I've had similar luck with the M6 and a pair of lenses. In fact, just this weekend I was showing some 4x6's I did- and friends were all ga-ga over it "wow look at the shine on that metal!" (wrought iron beam in a cafe); "Wow, this is art looking better than nature!" (shots of the cliffs on the beach at Pt Reyes, where the sand looked like halvah). Maybe we live in a world over dominated by $100 P&S snaps, or, disposables; all optimized to give your 4x6 prints that merely don't suck. But it's good- simple, quiet, you know what your camera is doing (even the Hexar was a bit more automated that I liked at times, now that I think of it). That's worth a lot.

-- TW (tsesung@yahoo.com), December 03, 2001.


1994, I bought a 3F with a 50 Summitar at the Rosebowl flea market. Driving back to LA one day a weather front was moving in over the Mountains near Palm Springs.

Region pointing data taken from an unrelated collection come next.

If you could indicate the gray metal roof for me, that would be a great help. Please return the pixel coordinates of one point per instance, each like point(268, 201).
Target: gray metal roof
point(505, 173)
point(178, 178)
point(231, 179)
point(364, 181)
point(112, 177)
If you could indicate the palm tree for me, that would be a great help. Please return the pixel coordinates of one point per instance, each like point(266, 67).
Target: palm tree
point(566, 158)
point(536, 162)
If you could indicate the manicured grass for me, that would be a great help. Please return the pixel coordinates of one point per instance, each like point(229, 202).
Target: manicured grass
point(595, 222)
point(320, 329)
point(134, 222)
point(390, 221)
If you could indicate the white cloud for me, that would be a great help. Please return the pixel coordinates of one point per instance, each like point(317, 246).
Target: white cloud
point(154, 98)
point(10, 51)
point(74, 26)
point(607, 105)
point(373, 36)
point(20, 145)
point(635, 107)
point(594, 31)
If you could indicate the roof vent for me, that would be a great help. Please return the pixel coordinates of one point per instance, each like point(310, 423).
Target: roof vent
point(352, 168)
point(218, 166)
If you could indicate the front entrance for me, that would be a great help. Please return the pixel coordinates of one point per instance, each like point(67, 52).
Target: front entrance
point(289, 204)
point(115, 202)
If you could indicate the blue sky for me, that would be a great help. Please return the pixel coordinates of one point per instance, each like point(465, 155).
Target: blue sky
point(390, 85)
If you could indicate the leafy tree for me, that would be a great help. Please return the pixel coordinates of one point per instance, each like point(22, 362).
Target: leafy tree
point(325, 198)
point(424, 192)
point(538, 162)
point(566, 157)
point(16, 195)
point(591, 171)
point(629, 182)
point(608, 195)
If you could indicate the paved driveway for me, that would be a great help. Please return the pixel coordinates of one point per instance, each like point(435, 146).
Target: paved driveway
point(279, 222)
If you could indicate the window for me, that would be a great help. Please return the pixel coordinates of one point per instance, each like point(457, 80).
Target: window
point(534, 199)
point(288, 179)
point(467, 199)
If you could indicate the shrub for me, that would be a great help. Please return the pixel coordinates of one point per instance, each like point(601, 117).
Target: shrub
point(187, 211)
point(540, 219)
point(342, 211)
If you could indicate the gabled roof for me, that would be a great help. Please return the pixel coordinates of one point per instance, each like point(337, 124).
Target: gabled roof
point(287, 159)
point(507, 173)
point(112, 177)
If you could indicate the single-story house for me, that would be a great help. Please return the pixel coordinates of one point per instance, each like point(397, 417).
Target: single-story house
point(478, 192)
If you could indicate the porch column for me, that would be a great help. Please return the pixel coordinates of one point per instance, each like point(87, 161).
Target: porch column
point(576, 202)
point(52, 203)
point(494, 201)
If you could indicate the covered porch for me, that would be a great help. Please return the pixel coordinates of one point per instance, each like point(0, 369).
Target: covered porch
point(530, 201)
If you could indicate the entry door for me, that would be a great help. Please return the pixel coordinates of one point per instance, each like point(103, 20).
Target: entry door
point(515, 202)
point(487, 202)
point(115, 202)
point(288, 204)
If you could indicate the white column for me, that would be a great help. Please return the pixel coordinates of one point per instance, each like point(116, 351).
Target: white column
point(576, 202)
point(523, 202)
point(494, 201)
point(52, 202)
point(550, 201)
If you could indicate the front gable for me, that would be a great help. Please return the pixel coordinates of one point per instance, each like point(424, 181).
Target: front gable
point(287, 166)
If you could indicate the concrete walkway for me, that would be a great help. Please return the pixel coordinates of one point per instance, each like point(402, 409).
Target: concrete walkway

My wife said "how beautiful", I said, "stick that old Leica out the window with the lens wide open. The picture will not come out but lets try. " When the picture came back, we could not believe the the Look. I do not know what it is but it is there and nobody other lens can match that Look. So I guess it is the lenses man - the lenses

-- Hayden Eiswirth (haydeneisw@cs.com), December 05, 2001.

I was a diehard Nikon F user for ten years. Two bodies and a s#*! load of lenses, ( as my friends said, "thirty-five pounds of lightwieght photo gear")in a very large gadgetbag crammed to the gills with seldom used accessories. A friend much more consevative than I said to me one day..."here try my M3 and these lenses (35/2.0 50/2.0 and 90/4.0). Two rolls of film later I was in the middle of my photo shop with an open case of Nikon gear for sale. In three hours it was over...Using a Leica RF is like your first kiss from the gal your going to spend your life with!